The only thing that can be said about the acting is forgetaboutit James Gandolfini owns this role like few actors could. He can change in a moment from a family man that loves his children, is devoted to his spiteful mother to a cold-blooded killer. The dep[th and range that he brings to the role is the real core of this series. Lorraine Bracco plays Tony’s shrink, Dr, Jennifer Malfi. In this role the easy road would have been an observer to the turmoil going on in her patience’s mind. While this is how things start out, over the course of the series she is dragged, somewhat willingly, into the fear and distrust Tony feels. Edie Falco, portrays Tony’s wife Camela late for another HBO series, Oz. She is the long-suffering wife, devoted to her family, knows that her husband is a mob boss, knows he has a guma (girlfriend) on the side yet she tries her best to hold the family together. She also tries very hard to improve herself spiritually. A devote Catholic, she is hindered only by a crush she has on the family’s priest. Tony’s mother Livia, played to absolute perfection by the late Nancy Marchand is a real piece of work. She kisses her son hello and a few minutes later is planning his murder with her late husband’s brother, the current boss of bosses, Uncle Junior (Dominic Chianese).
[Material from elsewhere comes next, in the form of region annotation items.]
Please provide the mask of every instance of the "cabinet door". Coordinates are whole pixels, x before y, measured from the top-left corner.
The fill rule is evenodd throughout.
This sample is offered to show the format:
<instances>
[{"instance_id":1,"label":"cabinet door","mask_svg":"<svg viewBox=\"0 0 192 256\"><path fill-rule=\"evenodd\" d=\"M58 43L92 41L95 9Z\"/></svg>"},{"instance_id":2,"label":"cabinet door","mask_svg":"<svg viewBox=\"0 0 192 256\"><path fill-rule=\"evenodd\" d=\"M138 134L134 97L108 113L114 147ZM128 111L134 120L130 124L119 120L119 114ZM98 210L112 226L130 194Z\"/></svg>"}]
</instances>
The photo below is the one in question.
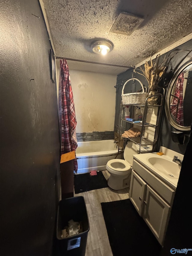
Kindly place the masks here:
<instances>
[{"instance_id":1,"label":"cabinet door","mask_svg":"<svg viewBox=\"0 0 192 256\"><path fill-rule=\"evenodd\" d=\"M160 243L163 245L171 207L147 185L142 217Z\"/></svg>"},{"instance_id":2,"label":"cabinet door","mask_svg":"<svg viewBox=\"0 0 192 256\"><path fill-rule=\"evenodd\" d=\"M142 214L146 186L146 183L132 170L129 193L129 198L140 216Z\"/></svg>"}]
</instances>

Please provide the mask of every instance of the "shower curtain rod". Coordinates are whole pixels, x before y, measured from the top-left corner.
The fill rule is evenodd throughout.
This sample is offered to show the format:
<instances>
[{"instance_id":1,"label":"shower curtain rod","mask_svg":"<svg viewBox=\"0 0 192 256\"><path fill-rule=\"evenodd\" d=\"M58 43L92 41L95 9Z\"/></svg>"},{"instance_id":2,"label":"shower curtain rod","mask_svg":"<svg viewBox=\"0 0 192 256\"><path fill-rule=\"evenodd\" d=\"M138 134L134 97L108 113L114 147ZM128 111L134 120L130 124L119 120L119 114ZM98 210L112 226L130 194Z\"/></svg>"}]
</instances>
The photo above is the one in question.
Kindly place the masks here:
<instances>
[{"instance_id":1,"label":"shower curtain rod","mask_svg":"<svg viewBox=\"0 0 192 256\"><path fill-rule=\"evenodd\" d=\"M131 67L130 67L128 66L121 66L119 65L115 65L113 64L107 64L106 63L100 63L99 62L94 62L93 61L89 61L88 60L82 60L80 59L70 59L70 58L65 58L64 57L60 57L58 56L56 56L56 59L65 59L67 60L72 60L74 61L79 61L80 62L85 62L87 63L92 63L93 64L99 64L100 65L105 65L106 66L112 66L113 67L119 67L121 68L131 68Z\"/></svg>"}]
</instances>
The actors that round out The Sopranos ensemble cast are also casted far better than most television shows. Many are familiar faces to the devotees of mob films. Tony Sirico, who plays Tony’s second in command Paulie Walnuts, was in CopLand and the ultimate gang film, Goodfellas. Steve Va Zandt as Silvio, Tony’s enforcer, may look very familiar but not from films. This perfect mobster was once in Bruce Springsteen’s E-Street band. Another newcomer that will certainly make it through this series is Jamie Lynn Sigler as Meadow, Tony’s daughter. She plays the part of the dutiful daughter knowing full well what daddy really does.
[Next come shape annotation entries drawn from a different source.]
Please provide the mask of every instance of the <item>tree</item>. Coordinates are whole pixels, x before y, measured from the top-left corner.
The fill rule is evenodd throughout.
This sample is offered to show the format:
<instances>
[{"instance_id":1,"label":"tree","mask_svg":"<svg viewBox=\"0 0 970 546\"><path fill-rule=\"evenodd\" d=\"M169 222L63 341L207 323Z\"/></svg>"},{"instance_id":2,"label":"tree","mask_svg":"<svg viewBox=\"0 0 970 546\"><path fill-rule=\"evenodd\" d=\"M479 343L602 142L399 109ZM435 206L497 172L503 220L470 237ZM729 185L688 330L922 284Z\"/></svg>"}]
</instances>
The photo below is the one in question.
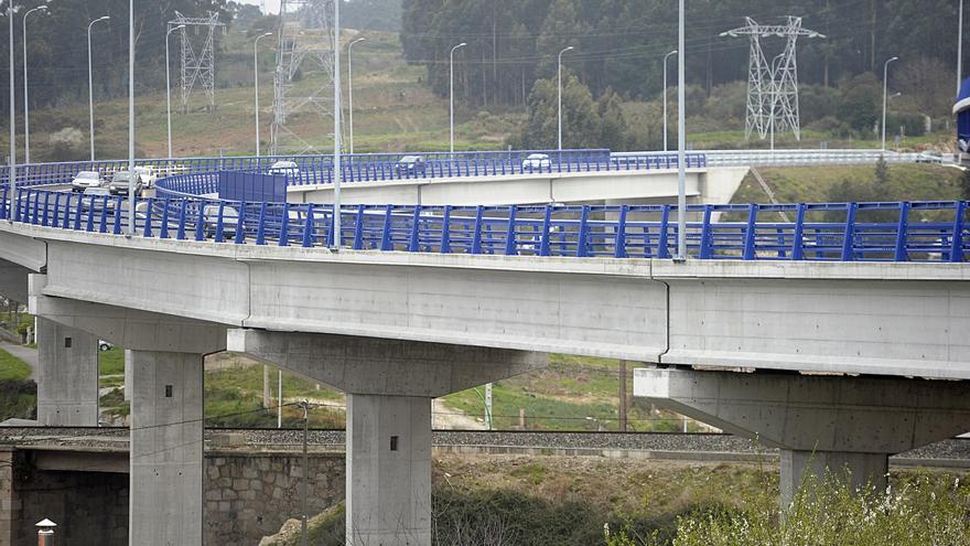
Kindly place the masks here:
<instances>
[{"instance_id":1,"label":"tree","mask_svg":"<svg viewBox=\"0 0 970 546\"><path fill-rule=\"evenodd\" d=\"M879 161L875 162L875 172L874 182L876 188L886 188L890 183L890 164L886 163L886 158L880 156Z\"/></svg>"},{"instance_id":2,"label":"tree","mask_svg":"<svg viewBox=\"0 0 970 546\"><path fill-rule=\"evenodd\" d=\"M622 101L616 93L606 88L606 93L600 97L600 139L601 148L624 151L629 148L630 138L623 115Z\"/></svg>"},{"instance_id":3,"label":"tree","mask_svg":"<svg viewBox=\"0 0 970 546\"><path fill-rule=\"evenodd\" d=\"M573 74L562 82L562 147L596 148L600 146L601 120L590 88ZM514 147L554 149L558 137L558 90L556 78L536 81L529 94L529 120Z\"/></svg>"}]
</instances>

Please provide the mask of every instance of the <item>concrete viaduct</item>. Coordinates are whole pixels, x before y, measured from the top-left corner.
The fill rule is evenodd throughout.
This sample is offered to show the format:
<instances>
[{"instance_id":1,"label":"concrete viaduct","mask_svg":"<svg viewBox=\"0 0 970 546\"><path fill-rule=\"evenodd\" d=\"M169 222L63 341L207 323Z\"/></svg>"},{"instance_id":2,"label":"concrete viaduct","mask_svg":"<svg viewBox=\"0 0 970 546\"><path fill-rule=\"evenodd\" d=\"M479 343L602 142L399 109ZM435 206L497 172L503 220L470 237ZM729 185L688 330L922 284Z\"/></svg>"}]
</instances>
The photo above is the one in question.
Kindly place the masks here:
<instances>
[{"instance_id":1,"label":"concrete viaduct","mask_svg":"<svg viewBox=\"0 0 970 546\"><path fill-rule=\"evenodd\" d=\"M944 242L958 263L675 263L125 237L39 217L0 223L0 291L40 317L41 425L95 424L97 340L131 351L131 544L201 543L203 355L225 350L347 393L354 545L430 545L432 398L552 352L642 362L637 396L780 448L783 499L824 468L880 485L890 454L970 428L970 269L949 242L962 224Z\"/></svg>"}]
</instances>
The direction of The Sopranos is distributed over several talented directors. David Chase, the series creator, acts as executive producer and writer for most of the series and has obviously kept a tight reign on all aspects of production. The Sopranos series flows better than most. The scenes are cut, lit and crafted better than most films today. The soundtrack booms from all sides in this surround sound version.
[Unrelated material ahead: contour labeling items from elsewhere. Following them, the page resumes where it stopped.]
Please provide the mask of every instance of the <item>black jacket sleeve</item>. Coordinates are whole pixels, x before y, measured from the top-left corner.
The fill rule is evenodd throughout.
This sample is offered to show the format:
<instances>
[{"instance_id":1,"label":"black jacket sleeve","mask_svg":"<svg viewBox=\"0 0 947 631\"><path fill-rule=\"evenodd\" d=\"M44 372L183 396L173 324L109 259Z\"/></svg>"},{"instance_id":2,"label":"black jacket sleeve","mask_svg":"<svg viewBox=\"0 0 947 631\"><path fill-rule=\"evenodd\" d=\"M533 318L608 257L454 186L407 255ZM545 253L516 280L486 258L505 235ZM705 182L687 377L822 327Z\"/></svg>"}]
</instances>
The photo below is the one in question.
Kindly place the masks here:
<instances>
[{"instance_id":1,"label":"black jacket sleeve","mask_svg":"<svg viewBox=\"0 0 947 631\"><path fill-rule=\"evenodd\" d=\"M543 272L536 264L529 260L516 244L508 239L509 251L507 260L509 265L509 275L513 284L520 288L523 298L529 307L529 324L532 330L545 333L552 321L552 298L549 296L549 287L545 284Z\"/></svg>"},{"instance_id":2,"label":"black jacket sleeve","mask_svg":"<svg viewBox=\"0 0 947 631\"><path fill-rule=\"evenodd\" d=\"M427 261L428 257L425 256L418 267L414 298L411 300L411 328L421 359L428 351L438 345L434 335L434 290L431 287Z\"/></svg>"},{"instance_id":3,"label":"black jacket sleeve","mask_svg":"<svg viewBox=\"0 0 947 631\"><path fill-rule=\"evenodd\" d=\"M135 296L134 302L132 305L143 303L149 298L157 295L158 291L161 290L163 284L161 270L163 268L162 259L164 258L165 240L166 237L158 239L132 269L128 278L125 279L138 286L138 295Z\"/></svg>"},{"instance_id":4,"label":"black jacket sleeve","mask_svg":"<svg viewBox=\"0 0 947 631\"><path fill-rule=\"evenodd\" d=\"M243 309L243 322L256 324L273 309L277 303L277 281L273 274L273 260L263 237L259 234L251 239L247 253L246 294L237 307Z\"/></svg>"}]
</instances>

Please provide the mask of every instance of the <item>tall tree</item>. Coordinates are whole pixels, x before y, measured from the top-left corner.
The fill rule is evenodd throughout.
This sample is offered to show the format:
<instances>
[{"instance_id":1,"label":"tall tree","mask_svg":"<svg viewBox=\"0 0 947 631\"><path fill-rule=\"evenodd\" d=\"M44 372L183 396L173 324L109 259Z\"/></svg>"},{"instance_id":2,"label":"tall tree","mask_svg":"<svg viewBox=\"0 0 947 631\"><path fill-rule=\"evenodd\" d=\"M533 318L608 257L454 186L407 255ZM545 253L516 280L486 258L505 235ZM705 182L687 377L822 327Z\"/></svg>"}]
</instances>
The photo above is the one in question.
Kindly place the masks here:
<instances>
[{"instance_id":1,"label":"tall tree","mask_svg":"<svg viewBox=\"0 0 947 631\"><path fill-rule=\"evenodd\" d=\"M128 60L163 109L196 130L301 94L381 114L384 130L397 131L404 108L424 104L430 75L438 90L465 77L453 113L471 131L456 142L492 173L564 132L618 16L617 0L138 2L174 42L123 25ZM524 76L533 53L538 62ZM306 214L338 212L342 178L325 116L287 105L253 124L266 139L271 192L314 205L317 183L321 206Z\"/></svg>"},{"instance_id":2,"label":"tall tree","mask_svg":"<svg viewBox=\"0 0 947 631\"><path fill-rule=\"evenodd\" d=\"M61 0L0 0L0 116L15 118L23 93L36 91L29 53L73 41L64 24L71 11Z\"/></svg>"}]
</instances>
The Sopranos discs are packaged better than most today. The slipcase has a black ribbon under the main case that permits easy removal. The audio is in 5.1 Dolby and it rocks! The ambience broadens out whenever the scene is outdoors. You hear the differences in the locations. The video is 1.85:1 anamorphic. The Sopranos is no slapped together TV show disc. The Sopranos is an event. Unfortunately there is only a commentary by Chase in the first episode. The rest of the added features are also on the money. The Sopranos is an offer you can’t refuse.